10 April 2016

Will Notley get a pipeline built?

In a recent Rabble article, David Climenhaga quotes a unite-the-right Albertan as predicting that if the NDP "actually get a pipeline built. … they're going to govern for the next 20 years!" That may be the overstatement of a panicked conservative, but certainly if the NDP want to win the next election, they will have to make nice with the oil industry.

Premier Notley made that clear in her address to the NDP convention in Edmonton when she emphasized that the party was governing “on the basis of a concrete plan that is actually being implemented,” and adding, in effect dismissing the Leap Manifesto, "That is what you get to do when you move up from manifestos, to the detailed, principled, practical plans you can really implement by winning an election."

The Premier was elucidating the ancient clash of the practical with the ideal. Ideology may be a necessary guide for your party, but if you actually want to do something you have to gain power. You have to gather the support of people who may not like your ideology, but will support you if you consider their interests. If you only appeal to your true believers, you may while away your days in opposition, nobly achieving nothing. For the NDP, or at least for its Alberta brothers and sisters, adopting the Leap Manifesto could be a leap into the political abyss.

According to Premier Notley, Alberta's Climate Leadership Plan is "the single most important step any Canadian government at any level has taken so far to actually act on climate change." And it may well be, but if it involves another pipeline the question is whether it's enough or if it is simply slowing down the race to environmental Armageddon. Is the cost of electoral success for the Alberta NDP more rapid warming for the planet?

Time, I suppose, will tell. Unfortunately, time may tell us too late.


  1. It's a simple question, Bill. Do you accept the powerful and growing scientific consensus that, if we're to have any realistic hope of limiting global warming to 2C, we must leave at least 80% of known fossil energy reserves in the ground, untouched, stranded for all time? If you accept the science if follows that you accept that the world has to shift to the lowest-carbon fossil energy options during the transition to clean energy. High-carbon fossil fuels must be the first stranded. That means coal and bitumen barring some massive investment in costly and inefficient CCS systems that no one, including premier Notley, is advocating.

    I don't support the fanciful Leap Manifesto for the same reasons as Cliff of "Rusty Idols":

    "The Leap Manifesto was a masterpiece of high level manipulative communication. Long sections full of stuff that all progressives can find to agree with but inextricably bound with poison pills in every section couched in rhetoric deliberately designed to force 'If you disagree with this that means you also disagree with THIS' false conclusions. I've already had one earnest and slightly hysterical young ND tell me that opposing Leap means 'attacking our environmental and indigenous allies'. Leap and its supporters rhetoric is explicitly designed to result in such nonsense."
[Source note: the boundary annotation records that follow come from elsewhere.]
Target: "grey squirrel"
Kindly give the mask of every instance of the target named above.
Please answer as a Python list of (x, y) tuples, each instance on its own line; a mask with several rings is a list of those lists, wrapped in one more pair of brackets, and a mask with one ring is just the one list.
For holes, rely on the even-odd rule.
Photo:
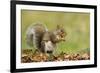
[(57, 43), (65, 41), (65, 36), (66, 32), (60, 25), (57, 25), (55, 30), (48, 31), (43, 24), (35, 23), (29, 26), (26, 31), (27, 44), (34, 45), (43, 53), (52, 53)]

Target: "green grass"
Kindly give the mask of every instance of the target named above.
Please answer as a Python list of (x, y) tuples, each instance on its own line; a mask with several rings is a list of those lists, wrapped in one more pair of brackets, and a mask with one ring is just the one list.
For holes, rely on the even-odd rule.
[(63, 25), (67, 32), (66, 42), (57, 44), (55, 53), (75, 53), (90, 50), (90, 14), (75, 12), (21, 11), (22, 49), (33, 49), (26, 44), (26, 30), (32, 23), (44, 23), (49, 30), (57, 24)]

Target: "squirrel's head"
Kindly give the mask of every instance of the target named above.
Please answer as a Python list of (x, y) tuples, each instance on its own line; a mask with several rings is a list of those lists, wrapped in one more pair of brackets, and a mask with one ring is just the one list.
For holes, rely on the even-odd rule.
[(56, 38), (58, 41), (65, 41), (67, 33), (62, 25), (57, 25)]

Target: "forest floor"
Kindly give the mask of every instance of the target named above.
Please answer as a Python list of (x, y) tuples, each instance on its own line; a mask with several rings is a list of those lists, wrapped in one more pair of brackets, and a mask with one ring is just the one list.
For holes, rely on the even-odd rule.
[(21, 62), (22, 63), (30, 63), (30, 62), (49, 62), (49, 61), (77, 61), (77, 60), (89, 60), (89, 53), (75, 53), (75, 54), (67, 54), (60, 53), (59, 55), (34, 52), (30, 49), (22, 50), (21, 53)]

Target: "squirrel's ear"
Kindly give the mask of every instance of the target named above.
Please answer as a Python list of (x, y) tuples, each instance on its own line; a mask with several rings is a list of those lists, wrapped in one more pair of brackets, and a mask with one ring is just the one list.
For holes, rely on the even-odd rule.
[(57, 25), (57, 29), (62, 28), (62, 27), (63, 27), (63, 25)]

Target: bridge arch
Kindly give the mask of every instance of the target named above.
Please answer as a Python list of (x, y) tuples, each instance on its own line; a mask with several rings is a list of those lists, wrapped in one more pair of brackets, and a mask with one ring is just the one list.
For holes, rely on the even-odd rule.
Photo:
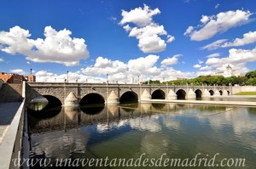
[(104, 104), (105, 99), (104, 98), (96, 93), (90, 93), (84, 95), (81, 100), (80, 104)]
[(213, 96), (213, 94), (214, 94), (214, 92), (213, 92), (213, 90), (212, 90), (212, 89), (211, 89), (211, 90), (209, 90), (209, 93), (210, 93), (210, 95), (211, 95), (211, 96)]
[[(46, 103), (45, 99), (48, 101)], [(50, 118), (61, 112), (61, 101), (57, 97), (43, 95), (35, 97), (27, 104), (27, 112), (39, 119)]]
[(186, 99), (186, 92), (183, 89), (178, 89), (176, 94), (177, 99)]
[(152, 99), (166, 99), (166, 93), (161, 89), (157, 89), (152, 93)]
[(199, 88), (195, 91), (196, 99), (201, 99), (202, 92)]
[(120, 104), (125, 102), (138, 102), (138, 96), (133, 91), (127, 91), (121, 95), (119, 102)]

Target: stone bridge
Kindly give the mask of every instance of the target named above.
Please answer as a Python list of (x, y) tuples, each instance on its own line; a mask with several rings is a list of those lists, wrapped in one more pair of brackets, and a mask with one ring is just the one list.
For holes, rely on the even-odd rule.
[(117, 104), (148, 99), (196, 99), (226, 96), (231, 88), (224, 86), (170, 86), (114, 83), (26, 82), (26, 98), (29, 103), (44, 96), (61, 105), (79, 104)]

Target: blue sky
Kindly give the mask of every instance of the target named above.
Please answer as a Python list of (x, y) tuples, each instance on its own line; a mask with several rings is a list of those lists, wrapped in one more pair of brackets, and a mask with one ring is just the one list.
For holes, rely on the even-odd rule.
[(256, 67), (254, 0), (2, 0), (0, 71), (135, 82)]

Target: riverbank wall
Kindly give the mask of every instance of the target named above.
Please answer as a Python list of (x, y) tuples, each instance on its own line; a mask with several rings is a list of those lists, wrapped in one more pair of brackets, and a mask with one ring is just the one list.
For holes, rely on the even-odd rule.
[(3, 83), (3, 82), (0, 79), (0, 90), (2, 88)]
[(241, 92), (256, 92), (256, 86), (237, 86), (232, 87), (232, 94)]

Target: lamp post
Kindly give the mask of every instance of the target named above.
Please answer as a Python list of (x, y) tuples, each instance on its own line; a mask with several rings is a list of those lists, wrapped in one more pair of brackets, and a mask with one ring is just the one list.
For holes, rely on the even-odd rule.
[(67, 82), (68, 82), (68, 71), (67, 71)]

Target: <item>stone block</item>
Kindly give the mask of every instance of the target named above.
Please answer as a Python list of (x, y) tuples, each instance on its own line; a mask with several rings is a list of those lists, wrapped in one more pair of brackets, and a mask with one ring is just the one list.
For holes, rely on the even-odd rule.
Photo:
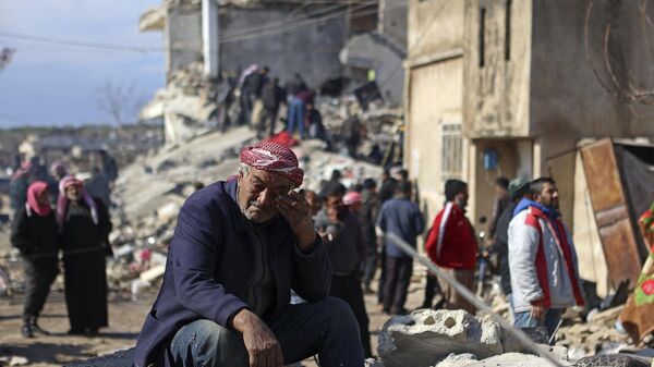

    There's simply way too much of Naomi Klein in that Manifesto. I bought her book "This Changes Everything" and was left very underwhelmed. Sad, really.

  2. One other thing. Notley, like her conservative predecessors, shows no interest in doing the environmentally responsible thing of fully refining bitumen into crude on site, in Alberta. Why is it that, Tory or NDP, they insist on exporting hazmat oil that no one can clean up when it's inevitably spilled at sea? I churns my stomach to hear them use the word "tidewater." Economists use the term "externality" to describe costs or risks on party pawns off on another, keeping it off their own financial statements. Fouling the atmosphere is one such externality. Transporting bitumen via pipelines and supertankers transiting pristine and vulnerable coastal waters is another. It all comes back to the fact that bitumen isn't really economically viable. To boost the bottom line risks and losses have to be foisted onto others. Notley and her New Democrats are in on that too.